CSE 8803 EPI, Fall 2020
Data Science for Epidemiology


The devastating impact of the currently unfolding global COVID-19 pandemic and those of the Zika, SARS, MERS, and Ebola outbreaks over the past decade has sharply illustrated our enormous vulnerability to emerging infectious diseases. Examples of fundamental questions studied by epidemiologists and public officials during these epidemic outbreaks, include: (1) Where did the disease originate? (2) How does it spread, and how does it compare with earlier outbreaks? (3) Where has it spread so far? (4) How can the disease spread be controlled? (5) What are its impacts?

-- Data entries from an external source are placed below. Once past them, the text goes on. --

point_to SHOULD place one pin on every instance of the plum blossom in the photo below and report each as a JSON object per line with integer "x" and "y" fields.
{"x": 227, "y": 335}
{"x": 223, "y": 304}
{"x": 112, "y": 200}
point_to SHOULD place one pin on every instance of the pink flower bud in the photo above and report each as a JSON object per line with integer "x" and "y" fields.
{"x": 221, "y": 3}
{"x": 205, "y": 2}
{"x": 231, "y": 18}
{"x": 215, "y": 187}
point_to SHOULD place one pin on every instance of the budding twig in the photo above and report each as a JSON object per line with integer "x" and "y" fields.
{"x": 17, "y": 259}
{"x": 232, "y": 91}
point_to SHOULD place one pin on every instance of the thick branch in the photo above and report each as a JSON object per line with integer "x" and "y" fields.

Data science and machine learning have an important role to play in this regard. Coupled with increasing data generation across multiple domains (like electronic medical records and social media), there is a clear need for analyzing them to inform public health policies and outcomes. Recent advances in disease surveillance and forecasting, and initiatives such as CDC forecasting projects have brought these disciplines closer --- public health practitioners seek to use novel datasets and techniques whereas researchers from data mining and machine learning develop novel tools for solving many crucial problems in the public health policy planning process.

Here is a one-page flyer for the course.

Epidemiology in the real world

Course Information

  • Instructor: Prof. B. Aditya Prakash. Please include CSE 8803 in the subject line of all email messages that you send me.
  • Class Time: Mondays and Wednesdays, 12:30pm-1:45pm, CCB 53
  • Discussion: Piazza link.
  • Grading and Policies: See here.

Textbooks and Resources

There is NO required textbook. We will post recommended reading here later.


  • Homework 1 is out. Please check Canvas. Due: 09/21.
  • Welcome to the class! First lecture on 08/17


Please see Canvas for all the HWs.


This course will cover foundations of computational+networked epidemiology and data science algorithms+systems in context of public health applications. The objective of the course is to introduce students to this emerging multi-disciplinary domain. The course will touch the following from an application viewpoint: (a) Foundations of modeling disease dynamics, (b) Calibration, Surveillance and Forecasting of disease spread (c) Detection, Reverse-engineering and Control, and (d) Additional topics such as Phylodynamics, Tracing and Data collection. From a methodology viewpoint the course will feature (i) Non-linear systems, (ii) Network algorithms, (iii) Stochastic Optimization, (iv) ML and neural models for spatio-temporal, graphs and social media data, (v) HPC simulations, and (vii) Visualization techniques.

For lecture slides and readings, go here. This is the first offering of the course, hence the schedule is tentative and subject to change.

Background and Pre-requisites

This is a graduate course and will be highly multi-disciplinary, and all the topics will span multiple areas. Students should have background in at least one of the following areas: data analytics, network science, algorithms, parallel computation, mathematical modeling, statistics and optimization. Students will be encouraged to work in teams with complementary expertise, allowing them to explore new areas. Programming proficiency in at least one of Matlab, R, Python, C++, Java needed. Students will be expected to participate in class discussion, submit assigned HWs and work on a project. Problems and datasets related to recent outbreaks will be used in some of the course topics and projects. There will also be a focus on problems of intense current interest for combatting COVID-19.